On Sat, 2015-07-04 at 16:56 -0400, Valdis.Kletnieks@vt.edu wrote:
> On Fri, 03 Jul 2015 13:01:59 +0100, jon said:
> > Hi, could I make a hugely nieve user request :-)
> >
> > Would it be possible to add a new mount option to everything?
> >
> > New mount option 'com' = "create on mount" (implied remove on unmount).
> >
> >
> > Example fstab entry
> > /mounts/amountpoint	LABEL=notalwayshere	ext4,com
> 
> I'll bite.
Thank you :-)

>   What system administration problem does this solve?
Most auto mounters are based on an a system event being processed by a
user space tool. I am talking about a simple optional bit of code built
into mount() umount() calls.  So it could be an fstab entry, or typed
into a shell or any other source rather than an event processed through
user space tools in response to USB or a DVD read or similar. I am not
talking about an automount.

It solves these problems:
1) It solves the problem of processes writing data into the mount point
when not mounted (as does, I accept a user space automounter, but as I
explained the usage scenario differs). 

2) It would be useful for embedded devices, installers etc.  I do quite
a bit of work in the embedded space, sometimes running kernel+shell+user
process only, sometimes no udev, no systemd, not even full fat init.  

3) installers or similar could use such an option for mounting install
data. By specifying the flag user space processes can infer that the FS
is successfully mounted by the presence of the mount point without the
need to explicitly code against an event system or parse log files. 

3) Users can use it to have a slightly improved new mount behaviour and
also hopefully be used as a flag to indicate that "oh so clever user
space managers" should stay away entries using it in fstab.

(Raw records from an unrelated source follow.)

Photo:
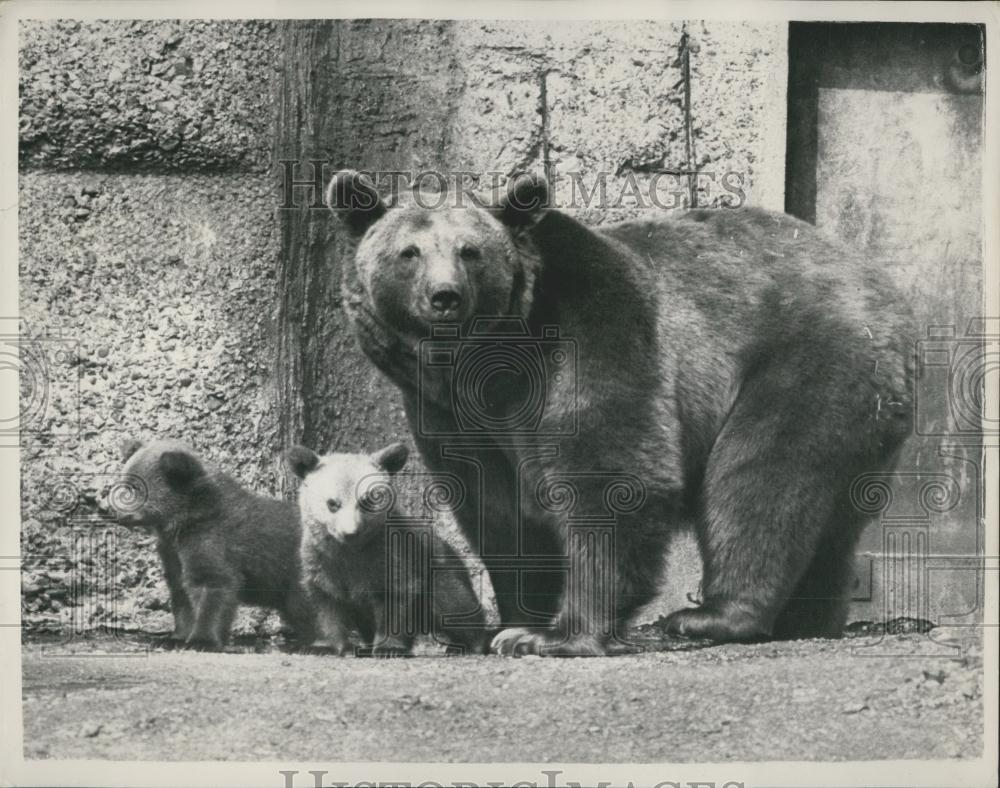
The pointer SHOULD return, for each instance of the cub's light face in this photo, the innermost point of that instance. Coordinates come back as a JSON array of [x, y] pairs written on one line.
[[343, 495]]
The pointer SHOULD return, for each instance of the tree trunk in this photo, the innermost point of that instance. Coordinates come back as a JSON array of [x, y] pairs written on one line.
[[369, 94]]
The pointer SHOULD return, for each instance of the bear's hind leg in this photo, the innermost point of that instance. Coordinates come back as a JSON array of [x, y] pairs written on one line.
[[610, 577]]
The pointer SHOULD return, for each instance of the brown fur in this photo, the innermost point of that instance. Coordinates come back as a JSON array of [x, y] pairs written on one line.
[[743, 366], [348, 574]]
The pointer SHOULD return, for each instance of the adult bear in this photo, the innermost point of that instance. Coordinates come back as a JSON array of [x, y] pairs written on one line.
[[745, 368]]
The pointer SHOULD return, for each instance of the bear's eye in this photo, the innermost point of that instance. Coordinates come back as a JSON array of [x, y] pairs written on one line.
[[468, 252]]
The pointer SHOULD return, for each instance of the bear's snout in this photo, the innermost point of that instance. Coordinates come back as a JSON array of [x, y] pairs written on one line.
[[446, 300]]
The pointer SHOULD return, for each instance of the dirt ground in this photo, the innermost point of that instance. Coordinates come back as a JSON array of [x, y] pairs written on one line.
[[872, 697]]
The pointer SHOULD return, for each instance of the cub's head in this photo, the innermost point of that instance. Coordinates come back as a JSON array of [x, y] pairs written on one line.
[[340, 494], [168, 481], [442, 257]]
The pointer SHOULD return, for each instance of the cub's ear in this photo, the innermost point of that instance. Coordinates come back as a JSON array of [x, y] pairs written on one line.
[[130, 447], [180, 469], [301, 461], [392, 458], [352, 196], [525, 202]]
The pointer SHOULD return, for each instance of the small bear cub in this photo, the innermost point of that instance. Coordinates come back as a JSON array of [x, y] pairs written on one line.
[[221, 544], [388, 587]]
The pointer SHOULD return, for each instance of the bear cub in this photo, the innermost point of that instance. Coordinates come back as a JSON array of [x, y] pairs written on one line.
[[362, 575], [221, 545]]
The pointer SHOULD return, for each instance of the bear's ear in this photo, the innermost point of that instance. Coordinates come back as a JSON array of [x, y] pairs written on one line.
[[392, 458], [180, 469], [301, 461], [352, 196], [130, 447], [525, 202]]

> In particular, automount has been around in one form or another *at least*
> since SunOS3.2 in the mid 80's, and I have seen it work with huge user maps
> (10k+ users). 
Yes, but like I say automount is normally based on an event. I am simply
talking about a flag/switch that can be used for optional implied
mkdir,rmdir around calls to mount() unount() - nothing more, nothing
less !

Such a feature would mitigate the justification for some of the less
sensible behaviours of systemd or similar user space event processors.

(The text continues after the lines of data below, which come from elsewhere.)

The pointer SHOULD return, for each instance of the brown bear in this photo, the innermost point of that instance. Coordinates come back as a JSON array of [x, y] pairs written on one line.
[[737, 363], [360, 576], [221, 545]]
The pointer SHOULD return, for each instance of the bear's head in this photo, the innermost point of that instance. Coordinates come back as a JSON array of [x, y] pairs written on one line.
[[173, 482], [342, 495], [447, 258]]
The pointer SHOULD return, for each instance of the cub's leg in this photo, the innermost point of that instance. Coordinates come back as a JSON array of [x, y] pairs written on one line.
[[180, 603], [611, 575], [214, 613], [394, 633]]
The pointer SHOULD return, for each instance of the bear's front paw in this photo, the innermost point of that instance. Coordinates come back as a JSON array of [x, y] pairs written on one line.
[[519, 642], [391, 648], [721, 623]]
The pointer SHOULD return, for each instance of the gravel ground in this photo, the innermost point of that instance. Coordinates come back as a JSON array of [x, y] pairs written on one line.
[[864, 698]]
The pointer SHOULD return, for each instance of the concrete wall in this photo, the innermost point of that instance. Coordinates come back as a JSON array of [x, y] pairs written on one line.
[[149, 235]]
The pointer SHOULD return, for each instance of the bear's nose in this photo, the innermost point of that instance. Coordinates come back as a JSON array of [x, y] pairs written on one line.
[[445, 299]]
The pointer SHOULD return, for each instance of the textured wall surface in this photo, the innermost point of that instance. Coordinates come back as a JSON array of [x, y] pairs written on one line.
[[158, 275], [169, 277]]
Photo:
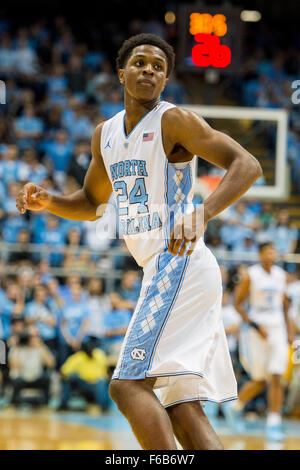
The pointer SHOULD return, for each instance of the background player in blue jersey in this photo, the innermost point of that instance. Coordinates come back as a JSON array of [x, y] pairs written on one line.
[[144, 64]]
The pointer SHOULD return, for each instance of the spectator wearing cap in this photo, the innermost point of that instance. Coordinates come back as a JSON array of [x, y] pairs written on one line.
[[73, 323], [39, 313], [11, 168], [86, 371], [27, 363], [52, 237], [59, 153], [28, 128]]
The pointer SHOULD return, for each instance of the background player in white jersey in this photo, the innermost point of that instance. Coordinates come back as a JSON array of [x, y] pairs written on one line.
[[176, 339], [264, 339]]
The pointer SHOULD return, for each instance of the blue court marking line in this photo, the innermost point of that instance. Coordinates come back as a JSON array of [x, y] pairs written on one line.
[[116, 422]]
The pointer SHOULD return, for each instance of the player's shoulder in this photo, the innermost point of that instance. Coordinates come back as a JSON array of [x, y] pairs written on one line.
[[98, 130], [254, 268], [175, 116], [279, 271]]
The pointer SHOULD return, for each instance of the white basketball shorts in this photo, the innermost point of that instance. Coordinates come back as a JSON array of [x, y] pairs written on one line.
[[176, 333], [264, 357]]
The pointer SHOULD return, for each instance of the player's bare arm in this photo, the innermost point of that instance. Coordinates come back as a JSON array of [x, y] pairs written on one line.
[[240, 295], [81, 205], [288, 321], [186, 134]]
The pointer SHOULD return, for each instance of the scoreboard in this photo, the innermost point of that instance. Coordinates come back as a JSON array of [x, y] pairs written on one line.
[[209, 38]]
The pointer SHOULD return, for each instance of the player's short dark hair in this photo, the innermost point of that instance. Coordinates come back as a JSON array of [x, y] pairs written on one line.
[[263, 245], [142, 39]]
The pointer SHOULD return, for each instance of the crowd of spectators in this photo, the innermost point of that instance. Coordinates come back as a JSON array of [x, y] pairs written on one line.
[[57, 90]]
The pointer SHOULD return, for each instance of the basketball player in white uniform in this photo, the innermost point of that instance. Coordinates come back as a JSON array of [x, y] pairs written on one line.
[[175, 341], [264, 338]]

By adding at as an option it would not break other behaviours where it
was not explicitly enabled.

To be completely clear, I am not after a kernel based auto mounter -
just a kernel based mount point creator/remover, it is not quite the
same thing !

>How did it cope for 30+ years without this feature?
By people saying "ahh bugger" when a mount fails and some process craps
out files all over the mount point directory I expect ......

<partial rant>
Or maybe by the new "improved" systemd way of failing to go multi user
when an device referenced in fstab is offline, fucking things up for
anyone without true remote administration - the price you pay for using
cheap PC hardware on a small scale, you know, like Linux cheerleaders
always claimed was its unique selling point ......  
As a bonus I would hope that systemd would take such a mount option to
mean that an FS specified in fstab would be optional, but that would
just be a bonus and is not my justification for such a a feature.
</rant>

I can probably think of other reasons, but off the top of my head it
just seems a useful behaviour to have as an option IMHO.

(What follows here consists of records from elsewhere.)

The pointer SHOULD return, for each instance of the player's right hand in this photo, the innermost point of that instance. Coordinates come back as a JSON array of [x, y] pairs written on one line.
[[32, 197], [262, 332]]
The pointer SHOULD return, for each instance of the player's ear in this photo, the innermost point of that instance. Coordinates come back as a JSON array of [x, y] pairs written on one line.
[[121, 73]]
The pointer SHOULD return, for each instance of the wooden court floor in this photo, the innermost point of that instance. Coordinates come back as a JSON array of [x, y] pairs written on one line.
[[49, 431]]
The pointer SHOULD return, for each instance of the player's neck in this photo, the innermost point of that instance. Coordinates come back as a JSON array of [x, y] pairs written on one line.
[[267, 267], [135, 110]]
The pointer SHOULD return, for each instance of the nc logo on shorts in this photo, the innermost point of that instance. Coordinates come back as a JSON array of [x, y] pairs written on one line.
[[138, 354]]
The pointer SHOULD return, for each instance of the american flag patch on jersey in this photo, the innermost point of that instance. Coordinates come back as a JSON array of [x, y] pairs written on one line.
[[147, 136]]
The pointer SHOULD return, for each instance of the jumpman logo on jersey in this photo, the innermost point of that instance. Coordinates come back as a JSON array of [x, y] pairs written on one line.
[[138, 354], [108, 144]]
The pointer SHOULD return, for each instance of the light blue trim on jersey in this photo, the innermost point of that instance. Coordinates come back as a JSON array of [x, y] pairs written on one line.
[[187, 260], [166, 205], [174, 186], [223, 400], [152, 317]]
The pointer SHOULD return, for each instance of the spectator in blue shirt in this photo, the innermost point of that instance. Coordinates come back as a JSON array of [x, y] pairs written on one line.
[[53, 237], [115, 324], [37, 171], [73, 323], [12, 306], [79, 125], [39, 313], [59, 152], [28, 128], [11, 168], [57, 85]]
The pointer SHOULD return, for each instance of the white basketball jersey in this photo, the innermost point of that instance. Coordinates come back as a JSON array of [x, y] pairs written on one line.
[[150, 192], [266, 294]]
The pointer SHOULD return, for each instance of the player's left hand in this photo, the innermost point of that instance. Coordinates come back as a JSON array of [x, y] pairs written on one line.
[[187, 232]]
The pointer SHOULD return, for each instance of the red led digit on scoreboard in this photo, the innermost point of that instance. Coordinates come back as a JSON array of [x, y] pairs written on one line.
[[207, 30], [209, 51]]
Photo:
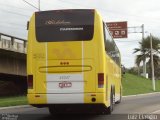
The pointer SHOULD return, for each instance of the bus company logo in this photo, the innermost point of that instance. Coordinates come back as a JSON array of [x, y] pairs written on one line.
[[57, 22], [65, 84]]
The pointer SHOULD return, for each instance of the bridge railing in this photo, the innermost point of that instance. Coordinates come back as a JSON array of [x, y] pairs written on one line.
[[12, 43]]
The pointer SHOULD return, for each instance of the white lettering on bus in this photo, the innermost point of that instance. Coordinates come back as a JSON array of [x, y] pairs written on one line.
[[70, 29]]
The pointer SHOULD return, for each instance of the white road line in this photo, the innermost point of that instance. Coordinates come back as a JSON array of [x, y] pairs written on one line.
[[12, 107], [142, 94]]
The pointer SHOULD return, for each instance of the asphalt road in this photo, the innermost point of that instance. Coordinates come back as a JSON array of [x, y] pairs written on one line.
[[133, 107]]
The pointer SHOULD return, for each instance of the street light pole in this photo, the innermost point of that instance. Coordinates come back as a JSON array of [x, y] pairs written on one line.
[[152, 64], [144, 61]]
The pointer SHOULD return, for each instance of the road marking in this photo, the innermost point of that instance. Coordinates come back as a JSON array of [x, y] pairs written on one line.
[[141, 94], [20, 106], [157, 111]]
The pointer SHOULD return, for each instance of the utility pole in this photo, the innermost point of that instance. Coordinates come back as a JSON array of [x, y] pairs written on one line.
[[142, 31], [144, 60], [39, 6], [152, 64]]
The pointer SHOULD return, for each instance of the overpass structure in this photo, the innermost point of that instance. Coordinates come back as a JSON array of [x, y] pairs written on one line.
[[12, 55]]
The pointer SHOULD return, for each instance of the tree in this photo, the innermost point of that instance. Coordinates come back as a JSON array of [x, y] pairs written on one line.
[[145, 51]]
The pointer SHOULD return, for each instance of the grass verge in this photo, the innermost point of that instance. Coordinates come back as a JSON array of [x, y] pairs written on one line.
[[133, 85]]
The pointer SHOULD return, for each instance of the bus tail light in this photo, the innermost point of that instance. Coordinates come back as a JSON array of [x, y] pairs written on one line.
[[30, 81], [100, 80]]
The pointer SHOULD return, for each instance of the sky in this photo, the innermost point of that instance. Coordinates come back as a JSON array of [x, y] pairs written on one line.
[[14, 15]]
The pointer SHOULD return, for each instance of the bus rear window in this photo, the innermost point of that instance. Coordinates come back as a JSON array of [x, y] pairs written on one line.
[[64, 25]]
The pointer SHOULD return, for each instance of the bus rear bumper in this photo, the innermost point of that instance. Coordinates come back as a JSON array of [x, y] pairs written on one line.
[[76, 98]]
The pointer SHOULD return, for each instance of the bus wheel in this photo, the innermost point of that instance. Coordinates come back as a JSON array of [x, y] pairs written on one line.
[[112, 102], [52, 111]]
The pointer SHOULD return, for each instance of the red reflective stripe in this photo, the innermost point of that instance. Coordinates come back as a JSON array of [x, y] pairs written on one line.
[[100, 79]]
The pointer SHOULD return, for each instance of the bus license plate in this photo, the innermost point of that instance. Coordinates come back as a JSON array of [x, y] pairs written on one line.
[[65, 84]]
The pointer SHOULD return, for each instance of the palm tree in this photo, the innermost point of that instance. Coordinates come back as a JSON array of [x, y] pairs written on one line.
[[144, 51]]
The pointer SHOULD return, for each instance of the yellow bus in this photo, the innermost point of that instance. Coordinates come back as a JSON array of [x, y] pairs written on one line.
[[73, 63]]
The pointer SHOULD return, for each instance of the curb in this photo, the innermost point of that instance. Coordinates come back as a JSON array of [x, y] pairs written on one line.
[[12, 107], [141, 94]]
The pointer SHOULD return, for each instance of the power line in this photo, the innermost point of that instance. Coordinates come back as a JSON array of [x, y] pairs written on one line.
[[11, 6], [31, 4], [11, 12], [111, 11]]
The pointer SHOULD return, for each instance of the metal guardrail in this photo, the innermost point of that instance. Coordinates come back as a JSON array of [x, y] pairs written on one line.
[[12, 43]]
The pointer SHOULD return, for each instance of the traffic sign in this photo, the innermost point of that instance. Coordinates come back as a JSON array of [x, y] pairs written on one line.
[[118, 29]]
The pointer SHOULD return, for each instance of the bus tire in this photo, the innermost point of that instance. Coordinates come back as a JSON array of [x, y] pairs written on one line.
[[52, 111]]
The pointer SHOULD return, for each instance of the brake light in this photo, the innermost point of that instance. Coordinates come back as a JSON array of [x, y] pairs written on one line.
[[30, 81], [100, 80]]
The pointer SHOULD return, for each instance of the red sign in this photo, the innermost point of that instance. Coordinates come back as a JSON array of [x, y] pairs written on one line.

I know my suggestion is not as fashionable as hanging user space code
from the kernel events, but I personally would rather just have the
option natively in the kernel rather than an option for some 'pre' or
'post' mount() umount() event that some user space process needs to
handle.

Thanks,
Jon



^ permalink raw reply	[flat|nested] 12+ messages in thread

* Re: Feature request, "create on mount" to create mount point directory on mount, implied remove on unmount
  2015-07-04 22:48   ` jon
@ 2015-07-05 14:29     ` Al Viro
  2015-07-05 15:46       ` jon
  2015-07-15 14:38     ` Karel Zak
  1 sibling, 1 reply; 12+ messages in thread
From: Al Viro @ 2015-07-05 14:29 UTC (permalink / raw)
  To: jon; +Cc: Valdis.Kletnieks, coreutils, linux-kernel

On Sat, Jul 04, 2015 at 11:48:28PM +0100, jon wrote:

> Yes, but like I say automount is normally based on an event. I am simply
> talking about a flag/switch that can be used for optional implied
> mkdir,rmdir around calls to mount() unount() - nothing more, nothing
> less !

umount(2) is not the only way for mount to detached from a mountpoint.
There's exit(2) as well - when the last process in a namespace exits, it
gets dissolved.  What should happen upon those?  Even more interesting question
is what should happen if you do such mount, then clone a process into a new
namespace and have it exit.  Should _that_ rmdir the hell out of that
mountpoint (presumably detaching everything mounted on it in all namespaces)?

What should happen when a process in new namespace decides to unmount that
thing, because they don't what it visible.  Should that take out the instance
in parent namespace? `

^ permalink raw reply	[flat|nested] 12+ messages in thread

* Re: Feature request, "create on mount" to create mount point directory on mount, implied remove on unmount
  2015-07-05 14:29     ` Al Viro
@ 2015-07-05 15:46       ` jon
  2015-07-05 17:39         ` Al Viro
  0 siblings, 1 reply; 12+ messages in thread
From: jon @ 2015-07-05 15:46 UTC (permalink / raw)
  To: Al Viro; +Cc: Valdis.Kletnieks, coreutils, linux-kernel

On Sun, 2015-07-05 at 15:29 +0100, Al Viro wrote:
> On Sat, Jul 04, 2015 at 11:48:28PM +0100, jon wrote:
> 
> > Yes, but like I say automount is normally based on an event. I am simply
> > talking about a flag/switch that can be used for optional implied
> > mkdir,rmdir around calls to mount() unount() - nothing more, nothing
> > less !
> 
> umount(2) is not the only way for mount to detached from a mountpoint.
> There's exit(2) as well - when the last process in a namespace exits, it
> gets dissolved.  What should happen upon those?  Even more interesting question
> is what should happen if you do such mount, then clone a process into a new
> namespace and have it exit.  Should _that_ rmdir the hell out of that
> mountpoint (presumably detaching everything mounted on it in all namespaces)?
> 

I should have titled it "Feature request from a simple minded user"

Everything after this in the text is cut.